Visa as well as fintech startup Plaid ditched plans for a $5.3 billion merger Tuesday after a Department of Justice antitrust lawsuit had threatened to block the deal.
Visa CEO Al Kelly said in a statement he believes the companies will have prevailed in court, but “protracted and complex litigation will probably take substantial time to completely resolve.”
Antitrust regulators argued Visa’s acquisition of Plaid would eliminate a nascent competitor offering a “lower cost option for internet debit payments” and “deprive American merchants as well as consumers of this innovative alternative to Visa and improve entry barriers for upcoming innovators.”

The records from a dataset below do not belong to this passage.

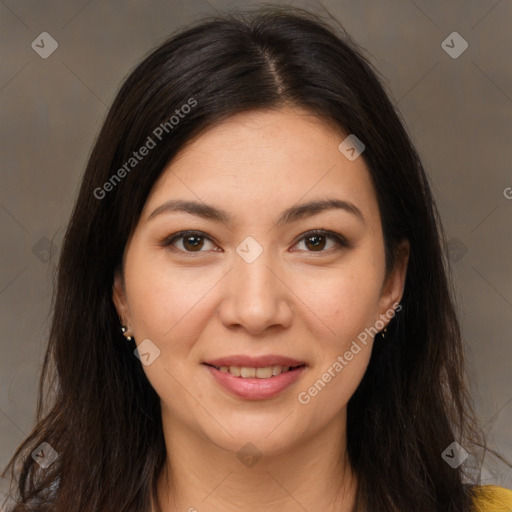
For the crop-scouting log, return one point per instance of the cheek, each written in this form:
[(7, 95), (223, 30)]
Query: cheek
[(162, 303)]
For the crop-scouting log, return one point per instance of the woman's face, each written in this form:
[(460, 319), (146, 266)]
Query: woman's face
[(252, 290)]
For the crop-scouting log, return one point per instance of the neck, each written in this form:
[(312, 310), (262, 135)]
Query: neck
[(200, 476)]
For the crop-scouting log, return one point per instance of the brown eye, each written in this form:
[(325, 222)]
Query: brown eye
[(316, 241), (190, 242)]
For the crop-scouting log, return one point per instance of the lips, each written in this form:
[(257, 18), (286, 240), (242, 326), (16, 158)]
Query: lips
[(250, 377)]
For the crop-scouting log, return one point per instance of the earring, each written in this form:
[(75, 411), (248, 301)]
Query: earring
[(126, 334)]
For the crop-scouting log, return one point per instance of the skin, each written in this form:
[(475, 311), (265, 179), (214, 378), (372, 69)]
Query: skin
[(296, 299)]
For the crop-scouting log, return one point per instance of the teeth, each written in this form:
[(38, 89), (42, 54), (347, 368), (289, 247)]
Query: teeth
[(260, 373)]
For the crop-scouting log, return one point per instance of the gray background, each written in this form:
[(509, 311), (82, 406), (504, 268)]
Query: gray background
[(458, 111)]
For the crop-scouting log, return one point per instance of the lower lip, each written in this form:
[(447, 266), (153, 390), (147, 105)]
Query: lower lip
[(254, 388)]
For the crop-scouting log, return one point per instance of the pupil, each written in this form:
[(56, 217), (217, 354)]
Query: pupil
[(317, 245), (195, 244)]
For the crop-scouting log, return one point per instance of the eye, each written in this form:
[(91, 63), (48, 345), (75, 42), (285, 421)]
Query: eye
[(316, 241), (194, 241), (190, 241)]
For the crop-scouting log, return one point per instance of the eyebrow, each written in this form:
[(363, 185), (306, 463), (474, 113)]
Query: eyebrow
[(292, 214)]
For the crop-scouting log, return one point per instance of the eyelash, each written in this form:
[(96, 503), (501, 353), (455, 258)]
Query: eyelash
[(339, 239)]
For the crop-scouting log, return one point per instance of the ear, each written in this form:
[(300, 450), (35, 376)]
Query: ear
[(119, 298), (394, 284)]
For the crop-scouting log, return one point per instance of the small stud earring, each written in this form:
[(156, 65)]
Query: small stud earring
[(126, 334)]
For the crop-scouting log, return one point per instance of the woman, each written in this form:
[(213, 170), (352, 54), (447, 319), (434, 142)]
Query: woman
[(252, 310)]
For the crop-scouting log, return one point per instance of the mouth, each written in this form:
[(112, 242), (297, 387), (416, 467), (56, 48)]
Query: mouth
[(255, 378), (264, 372)]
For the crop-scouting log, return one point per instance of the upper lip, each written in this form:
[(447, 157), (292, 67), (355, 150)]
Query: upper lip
[(255, 362)]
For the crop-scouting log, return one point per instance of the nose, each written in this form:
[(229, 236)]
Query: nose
[(255, 297)]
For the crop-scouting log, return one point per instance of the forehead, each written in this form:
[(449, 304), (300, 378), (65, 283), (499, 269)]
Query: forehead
[(266, 159)]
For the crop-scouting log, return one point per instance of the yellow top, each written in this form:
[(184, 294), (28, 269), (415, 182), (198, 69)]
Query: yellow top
[(490, 498)]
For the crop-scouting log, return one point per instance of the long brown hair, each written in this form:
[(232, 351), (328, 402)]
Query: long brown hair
[(97, 409)]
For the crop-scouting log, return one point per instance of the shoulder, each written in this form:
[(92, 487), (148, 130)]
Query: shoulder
[(490, 498)]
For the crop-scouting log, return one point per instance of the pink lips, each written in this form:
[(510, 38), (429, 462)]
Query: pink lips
[(255, 388)]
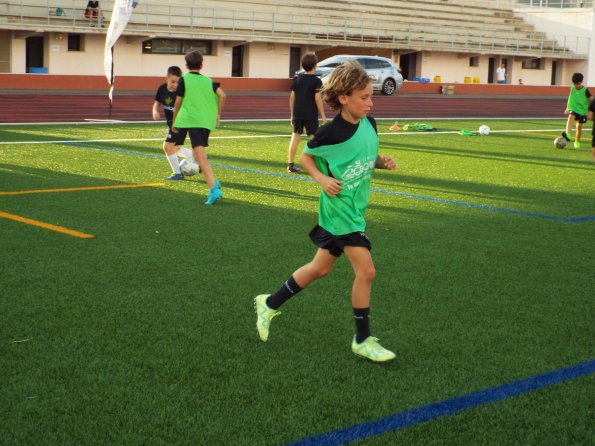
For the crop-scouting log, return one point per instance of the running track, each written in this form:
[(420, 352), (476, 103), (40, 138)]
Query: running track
[(22, 108)]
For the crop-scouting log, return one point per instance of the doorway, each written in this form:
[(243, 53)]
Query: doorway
[(491, 70), (237, 61), (408, 65), (34, 52), (295, 54)]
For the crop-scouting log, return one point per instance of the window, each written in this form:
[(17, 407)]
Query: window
[(75, 42), (532, 64), (177, 46)]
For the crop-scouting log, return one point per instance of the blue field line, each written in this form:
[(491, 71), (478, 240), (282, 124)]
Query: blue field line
[(380, 191), (451, 406)]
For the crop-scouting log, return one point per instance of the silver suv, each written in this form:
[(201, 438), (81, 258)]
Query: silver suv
[(385, 75)]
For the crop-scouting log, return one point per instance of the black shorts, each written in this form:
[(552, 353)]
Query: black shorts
[(311, 126), (198, 137), (579, 118), (336, 243), (176, 138)]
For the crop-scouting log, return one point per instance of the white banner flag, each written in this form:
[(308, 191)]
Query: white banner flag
[(120, 16)]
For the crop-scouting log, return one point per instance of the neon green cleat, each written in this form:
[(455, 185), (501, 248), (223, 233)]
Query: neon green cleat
[(372, 350), (264, 314)]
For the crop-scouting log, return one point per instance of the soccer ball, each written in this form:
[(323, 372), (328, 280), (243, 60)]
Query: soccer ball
[(560, 142), (484, 130), (188, 168)]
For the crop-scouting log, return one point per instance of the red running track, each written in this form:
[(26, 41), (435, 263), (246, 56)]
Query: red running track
[(31, 108)]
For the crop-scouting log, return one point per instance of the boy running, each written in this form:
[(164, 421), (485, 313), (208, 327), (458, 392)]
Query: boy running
[(341, 158), (197, 111), (305, 104), (576, 109), (591, 116), (166, 97)]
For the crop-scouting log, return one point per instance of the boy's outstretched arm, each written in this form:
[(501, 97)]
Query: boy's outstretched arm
[(156, 114), (291, 105), (385, 162), (328, 184), (320, 106), (222, 96)]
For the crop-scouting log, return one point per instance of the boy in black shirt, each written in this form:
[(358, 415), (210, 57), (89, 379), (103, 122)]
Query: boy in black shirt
[(305, 104), (166, 97)]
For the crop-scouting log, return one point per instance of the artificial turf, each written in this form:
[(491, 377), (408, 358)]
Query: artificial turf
[(145, 333)]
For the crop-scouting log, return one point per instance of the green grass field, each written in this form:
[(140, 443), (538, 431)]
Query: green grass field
[(145, 333)]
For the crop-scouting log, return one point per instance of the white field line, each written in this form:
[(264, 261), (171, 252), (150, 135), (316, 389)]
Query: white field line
[(114, 121), (452, 132)]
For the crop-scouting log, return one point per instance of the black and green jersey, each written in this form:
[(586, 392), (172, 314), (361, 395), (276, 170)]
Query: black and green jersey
[(350, 159), (578, 100), (200, 105)]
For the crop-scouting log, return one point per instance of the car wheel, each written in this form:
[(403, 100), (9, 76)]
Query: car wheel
[(388, 87)]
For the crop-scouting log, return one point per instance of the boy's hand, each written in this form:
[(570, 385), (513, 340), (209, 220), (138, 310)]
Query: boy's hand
[(386, 162), (330, 185)]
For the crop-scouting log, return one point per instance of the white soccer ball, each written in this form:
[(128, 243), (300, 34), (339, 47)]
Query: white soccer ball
[(188, 167), (484, 130)]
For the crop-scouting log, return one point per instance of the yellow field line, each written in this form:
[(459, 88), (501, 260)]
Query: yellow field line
[(76, 189), (44, 225), (543, 135)]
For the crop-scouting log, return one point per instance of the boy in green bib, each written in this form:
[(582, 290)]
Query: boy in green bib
[(577, 108), (341, 158), (198, 106)]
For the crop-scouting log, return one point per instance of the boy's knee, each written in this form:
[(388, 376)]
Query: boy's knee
[(321, 270), (368, 273)]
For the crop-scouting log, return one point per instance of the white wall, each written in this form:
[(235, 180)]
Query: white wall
[(266, 60), (451, 68)]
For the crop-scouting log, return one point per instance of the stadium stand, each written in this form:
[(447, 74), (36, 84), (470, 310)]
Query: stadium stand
[(447, 25)]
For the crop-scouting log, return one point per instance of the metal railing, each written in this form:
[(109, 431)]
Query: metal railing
[(167, 20), (585, 4)]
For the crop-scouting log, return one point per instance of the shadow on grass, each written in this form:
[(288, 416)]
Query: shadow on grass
[(495, 156)]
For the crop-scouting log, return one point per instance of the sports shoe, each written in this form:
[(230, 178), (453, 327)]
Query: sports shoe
[(214, 195), (264, 314), (175, 177), (372, 350)]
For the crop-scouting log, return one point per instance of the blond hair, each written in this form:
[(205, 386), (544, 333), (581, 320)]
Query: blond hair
[(346, 78)]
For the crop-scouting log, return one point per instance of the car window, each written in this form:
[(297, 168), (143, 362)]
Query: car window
[(372, 64)]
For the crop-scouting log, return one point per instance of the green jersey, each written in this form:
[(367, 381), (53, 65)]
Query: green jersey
[(200, 104), (352, 162), (578, 100)]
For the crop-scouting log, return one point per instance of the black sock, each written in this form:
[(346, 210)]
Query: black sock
[(362, 323), (287, 290)]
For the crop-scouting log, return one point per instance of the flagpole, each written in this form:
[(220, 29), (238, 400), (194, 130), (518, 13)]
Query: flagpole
[(111, 85)]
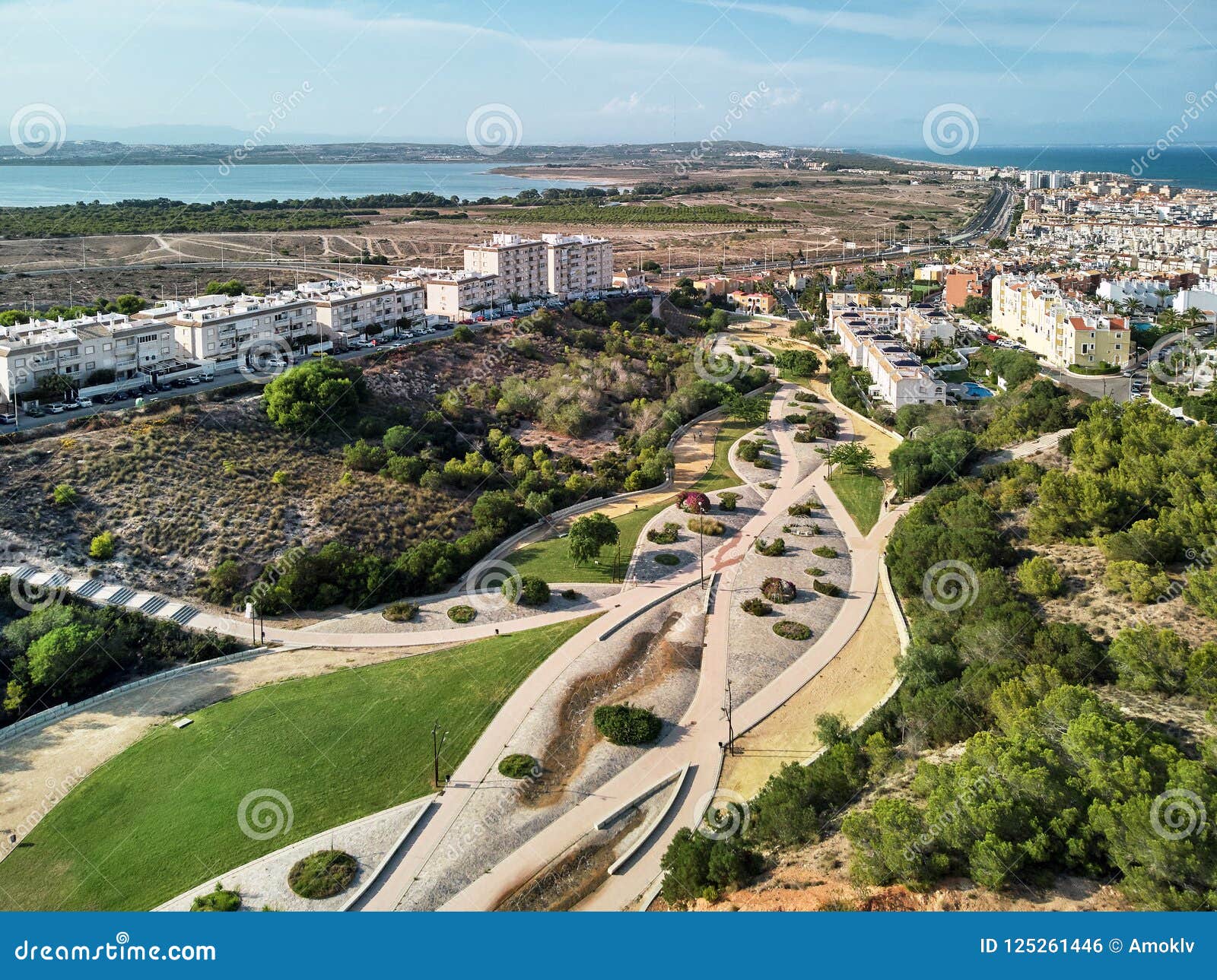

Plaid has observed a tremendous uptick in demand throughout the pandemic, although the business was in a comfortable position for a merger a year ago, Plaid chose to remain an unbiased business in the wake of the lawsuit.
“While Visa and Plaid will have been a good mixture, we have made the decision to instead work with Visa as an investor and partner so we can completely concentrate on building the infrastructure to help fintech,” Plaid CEO Zach Perret said in a statement.
Plaid is a San Francisco fintech upstart used by popular financial apps as Venmo, Robinhood and Square Cash to associate users to their bank accounts. One important reason Visa was serious about buying Plaid was accessing the app’s growing subscriber base and sell them more services. Over the previous year, Plaid states it has grown its customer base to 4,000 companies, up sixty % from a season ago.